Data efficiency: Strong generalization achieved with only 1,000 real-world episodes, demonstrating the advantage of structured intermediate representations.
Dual-arm extensibility: The approach is validated on the Galaxea R1-Lite dual-arm platform, confirming its generality.

Limitations & Future Work¶

Inference latency is relatively high (319ms vs. 113ms for Enhanced DP) due to the two-stage diffusion pipeline.
Ground-truth optical flow from RAFT may be inaccurate in textureless regions or under fast motion.
When external data (DROID) is used, performance improves over the no-external-data setting but does not surpass VPP and DreamVLA at the top of the leaderboard.
The method has only been validated on surface manipulation tasks; contact-rich tasks such as assembly remain unexplored.

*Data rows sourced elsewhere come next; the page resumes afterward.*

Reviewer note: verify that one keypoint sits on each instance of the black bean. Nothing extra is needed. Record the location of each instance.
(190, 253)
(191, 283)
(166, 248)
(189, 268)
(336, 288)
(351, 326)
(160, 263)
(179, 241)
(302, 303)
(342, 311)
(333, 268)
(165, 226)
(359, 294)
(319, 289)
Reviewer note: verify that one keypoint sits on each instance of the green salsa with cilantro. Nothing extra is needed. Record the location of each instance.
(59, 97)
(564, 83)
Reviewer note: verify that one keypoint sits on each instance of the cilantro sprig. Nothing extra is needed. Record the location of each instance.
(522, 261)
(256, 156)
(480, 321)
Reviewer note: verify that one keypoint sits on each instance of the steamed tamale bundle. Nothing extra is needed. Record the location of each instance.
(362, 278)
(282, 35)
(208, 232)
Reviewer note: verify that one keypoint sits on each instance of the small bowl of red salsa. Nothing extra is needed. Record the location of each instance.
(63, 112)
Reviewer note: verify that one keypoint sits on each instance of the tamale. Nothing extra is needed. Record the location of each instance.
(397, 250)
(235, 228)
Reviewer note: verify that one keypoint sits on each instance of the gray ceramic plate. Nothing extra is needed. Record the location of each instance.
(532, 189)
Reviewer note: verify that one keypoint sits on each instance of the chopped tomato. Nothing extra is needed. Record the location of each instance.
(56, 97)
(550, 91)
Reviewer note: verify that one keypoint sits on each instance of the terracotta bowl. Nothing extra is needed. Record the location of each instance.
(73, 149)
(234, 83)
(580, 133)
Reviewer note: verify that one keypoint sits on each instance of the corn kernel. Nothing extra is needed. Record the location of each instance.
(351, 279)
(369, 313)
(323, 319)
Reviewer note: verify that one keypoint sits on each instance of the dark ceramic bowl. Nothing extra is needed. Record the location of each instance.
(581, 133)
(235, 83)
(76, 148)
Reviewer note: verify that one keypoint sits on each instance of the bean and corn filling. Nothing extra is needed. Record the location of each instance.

vs. VLA (OpenVLA, RT-2, \(\pi_0\)): VLA methods perform end-to-end mapping without interpretable intermediate representations; DAWN provides transparent motion planning via pixel motion fields.
vs. Gen2Act (video prediction → motion extraction): Gen2Act generates RGB video first and then tracks pixels to extract motion, introducing cascading errors across two steps; DAWN directly predicts motion in latent space.
vs. VPP (video diffusion features): VPP extracts predictive features from a video diffusion model without explicitly generating motion; DAWN's motion fields are more interpretable and demonstrate stronger advantages in low-data regimes.

Insights and Connections: - Pixel motion as a universal intermediate representation for robot control can be combined with the visual reasoning capabilities of VLMs, enabling models to understand and generate motion intent. - The successful adaptation of pretrained image diffusion models to pixel motion prediction suggests broader applications of LDMs beyond RGB outputs. - The modular design allows independent upgrades of high-level and low-level components, facilitating rapid iteration.

Rating¶

Novelty: ⭐⭐⭐⭐ Dense pixel motion as a unified intermediate representation combined with a dual-diffusion architecture constitutes an effective and novel design.
Experimental Thoroughness: ⭐⭐⭐⭐⭐ Evaluated on CALVIN, MetaWorld, real-world single-arm, and real-world dual-arm settings with comprehensive ablations.
Writing Quality: ⭐⭐⭐⭐ The paper is well-structured with detailed method descriptions.
Value: ⭐⭐⭐⭐ Provides a concise and effective structured intermediate representation framework for robot learning.